Inverted Index
The inverted index maps terms to document IDs for full-text search. It uses an LSM architecture with posting compression and Block-Max WAND scoring.
Creating a Search Index
CREATE SEARCH INDEX ON articles FIELDS title, body ANALYZER 'english' FUZZY true;
Architecture
Memtable — Writes accumulate in-memory (HashMap<String, Vec<CompactPosting>>). When the memtable exceeds the threshold (32M posting entries or 100K unique terms), it flushes to an immutable segment.
Segments — Compressed on-disk segments with delta-encoded, bitpacked posting lists. Level-based compaction (8 levels, 8 segments per level).

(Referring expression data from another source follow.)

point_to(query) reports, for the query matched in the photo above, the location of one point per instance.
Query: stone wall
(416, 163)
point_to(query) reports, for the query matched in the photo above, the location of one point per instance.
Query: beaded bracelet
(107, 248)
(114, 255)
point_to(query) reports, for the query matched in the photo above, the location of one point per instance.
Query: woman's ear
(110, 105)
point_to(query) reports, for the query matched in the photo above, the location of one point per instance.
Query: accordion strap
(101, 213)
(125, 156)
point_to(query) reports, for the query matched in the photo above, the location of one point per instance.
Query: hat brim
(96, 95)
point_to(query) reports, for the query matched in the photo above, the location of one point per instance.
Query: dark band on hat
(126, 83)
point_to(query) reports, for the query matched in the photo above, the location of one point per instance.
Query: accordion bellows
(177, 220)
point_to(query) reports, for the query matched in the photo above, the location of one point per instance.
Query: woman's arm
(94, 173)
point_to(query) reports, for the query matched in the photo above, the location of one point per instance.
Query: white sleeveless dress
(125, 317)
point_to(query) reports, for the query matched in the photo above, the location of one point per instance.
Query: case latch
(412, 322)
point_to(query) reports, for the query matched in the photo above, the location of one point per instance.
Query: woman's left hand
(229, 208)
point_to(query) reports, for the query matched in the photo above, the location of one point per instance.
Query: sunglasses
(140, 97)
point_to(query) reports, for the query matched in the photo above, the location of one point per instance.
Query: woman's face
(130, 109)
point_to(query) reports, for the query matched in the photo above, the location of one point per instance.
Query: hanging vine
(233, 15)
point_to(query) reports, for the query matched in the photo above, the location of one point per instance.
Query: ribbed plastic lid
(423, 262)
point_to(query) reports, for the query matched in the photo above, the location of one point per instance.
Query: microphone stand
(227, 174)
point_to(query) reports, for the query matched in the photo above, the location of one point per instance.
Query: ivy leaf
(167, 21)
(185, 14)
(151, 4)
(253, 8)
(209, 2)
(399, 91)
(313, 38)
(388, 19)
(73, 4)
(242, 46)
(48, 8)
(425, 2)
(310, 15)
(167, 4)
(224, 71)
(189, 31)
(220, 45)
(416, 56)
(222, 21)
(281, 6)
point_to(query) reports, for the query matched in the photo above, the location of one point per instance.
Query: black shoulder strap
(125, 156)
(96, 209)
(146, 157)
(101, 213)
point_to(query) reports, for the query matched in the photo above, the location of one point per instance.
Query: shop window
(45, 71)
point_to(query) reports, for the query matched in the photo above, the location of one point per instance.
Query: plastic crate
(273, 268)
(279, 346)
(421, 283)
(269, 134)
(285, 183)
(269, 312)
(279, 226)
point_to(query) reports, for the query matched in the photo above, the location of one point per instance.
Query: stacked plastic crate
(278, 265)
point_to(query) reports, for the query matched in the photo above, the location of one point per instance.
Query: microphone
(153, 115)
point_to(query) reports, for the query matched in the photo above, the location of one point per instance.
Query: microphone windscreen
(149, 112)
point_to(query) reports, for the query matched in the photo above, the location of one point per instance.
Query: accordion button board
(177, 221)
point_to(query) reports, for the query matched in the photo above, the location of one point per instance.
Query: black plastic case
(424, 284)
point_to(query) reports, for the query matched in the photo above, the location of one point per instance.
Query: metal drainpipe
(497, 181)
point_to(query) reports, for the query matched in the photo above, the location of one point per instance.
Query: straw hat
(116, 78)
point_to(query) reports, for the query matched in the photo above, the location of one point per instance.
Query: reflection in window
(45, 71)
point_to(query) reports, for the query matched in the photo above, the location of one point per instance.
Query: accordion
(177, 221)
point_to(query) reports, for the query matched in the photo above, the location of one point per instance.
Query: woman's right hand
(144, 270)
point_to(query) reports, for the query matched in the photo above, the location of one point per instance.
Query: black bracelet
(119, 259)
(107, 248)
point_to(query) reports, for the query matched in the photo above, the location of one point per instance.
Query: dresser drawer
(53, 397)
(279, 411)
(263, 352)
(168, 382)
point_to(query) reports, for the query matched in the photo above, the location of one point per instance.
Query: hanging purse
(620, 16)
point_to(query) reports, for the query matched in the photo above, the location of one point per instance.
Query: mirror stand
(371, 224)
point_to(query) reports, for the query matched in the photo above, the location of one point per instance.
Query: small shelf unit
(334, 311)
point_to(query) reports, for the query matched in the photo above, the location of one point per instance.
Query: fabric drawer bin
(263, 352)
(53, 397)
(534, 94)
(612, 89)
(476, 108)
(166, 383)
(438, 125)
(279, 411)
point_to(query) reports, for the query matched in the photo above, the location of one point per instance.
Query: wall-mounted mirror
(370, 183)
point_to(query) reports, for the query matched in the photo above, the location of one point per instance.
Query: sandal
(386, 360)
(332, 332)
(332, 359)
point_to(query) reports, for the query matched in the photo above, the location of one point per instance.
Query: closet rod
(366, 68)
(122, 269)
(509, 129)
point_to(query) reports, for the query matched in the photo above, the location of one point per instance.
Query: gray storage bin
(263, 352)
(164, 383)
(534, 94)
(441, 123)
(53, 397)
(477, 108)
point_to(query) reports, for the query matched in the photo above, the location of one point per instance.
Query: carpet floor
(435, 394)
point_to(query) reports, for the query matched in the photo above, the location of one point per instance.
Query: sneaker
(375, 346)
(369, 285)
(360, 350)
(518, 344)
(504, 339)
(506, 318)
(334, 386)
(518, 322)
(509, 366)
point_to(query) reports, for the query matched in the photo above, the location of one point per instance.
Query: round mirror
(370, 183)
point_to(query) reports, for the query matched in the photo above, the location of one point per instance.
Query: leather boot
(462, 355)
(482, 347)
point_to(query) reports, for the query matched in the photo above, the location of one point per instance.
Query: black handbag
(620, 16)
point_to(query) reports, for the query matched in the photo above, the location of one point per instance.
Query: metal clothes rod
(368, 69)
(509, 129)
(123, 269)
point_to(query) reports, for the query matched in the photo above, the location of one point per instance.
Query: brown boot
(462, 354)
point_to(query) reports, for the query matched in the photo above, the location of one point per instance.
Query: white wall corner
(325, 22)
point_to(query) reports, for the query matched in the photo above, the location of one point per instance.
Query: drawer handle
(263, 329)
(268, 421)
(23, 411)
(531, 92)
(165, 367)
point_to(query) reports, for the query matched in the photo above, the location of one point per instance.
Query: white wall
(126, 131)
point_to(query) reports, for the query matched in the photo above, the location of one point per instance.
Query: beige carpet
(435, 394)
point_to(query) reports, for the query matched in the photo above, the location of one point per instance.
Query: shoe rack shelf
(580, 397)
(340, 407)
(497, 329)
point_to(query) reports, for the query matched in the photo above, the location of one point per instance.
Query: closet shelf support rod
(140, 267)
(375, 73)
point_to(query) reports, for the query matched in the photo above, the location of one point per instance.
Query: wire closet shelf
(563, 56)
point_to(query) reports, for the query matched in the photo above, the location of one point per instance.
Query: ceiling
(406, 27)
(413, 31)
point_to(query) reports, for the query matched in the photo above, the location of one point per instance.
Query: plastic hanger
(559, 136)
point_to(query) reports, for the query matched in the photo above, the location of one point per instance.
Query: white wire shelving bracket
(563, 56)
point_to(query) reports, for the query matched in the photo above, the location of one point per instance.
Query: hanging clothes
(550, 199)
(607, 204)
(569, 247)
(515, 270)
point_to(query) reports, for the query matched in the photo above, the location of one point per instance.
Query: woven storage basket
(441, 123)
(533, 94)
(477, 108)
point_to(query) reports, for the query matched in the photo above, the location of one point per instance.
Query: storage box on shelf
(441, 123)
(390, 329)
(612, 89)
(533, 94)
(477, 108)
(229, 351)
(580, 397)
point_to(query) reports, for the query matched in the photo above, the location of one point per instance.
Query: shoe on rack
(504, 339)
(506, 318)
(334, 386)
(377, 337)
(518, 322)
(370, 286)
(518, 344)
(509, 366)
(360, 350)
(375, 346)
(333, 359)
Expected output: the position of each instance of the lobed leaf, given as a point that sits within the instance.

Query merge — Searches merge the active memtable with all persisted segments.
Posting Compression
- Delta encoding for sorted doc IDs
- Variable-width bitpacking (3-byte header:
[count: u16][bit_width: u8]) - SIMD-accelerated unpack (SSE2 on x86_64, NEON on AArch64)
- SmallFloat fieldnorms (1 byte per document, 4x space reduction)
Block-Max WAND
Posting lists are split into 128-document blocks with precomputed block_max_tf and block_min_fieldnorm. During scoring, blocks that can't beat the current top-k threshold are skipped entirely.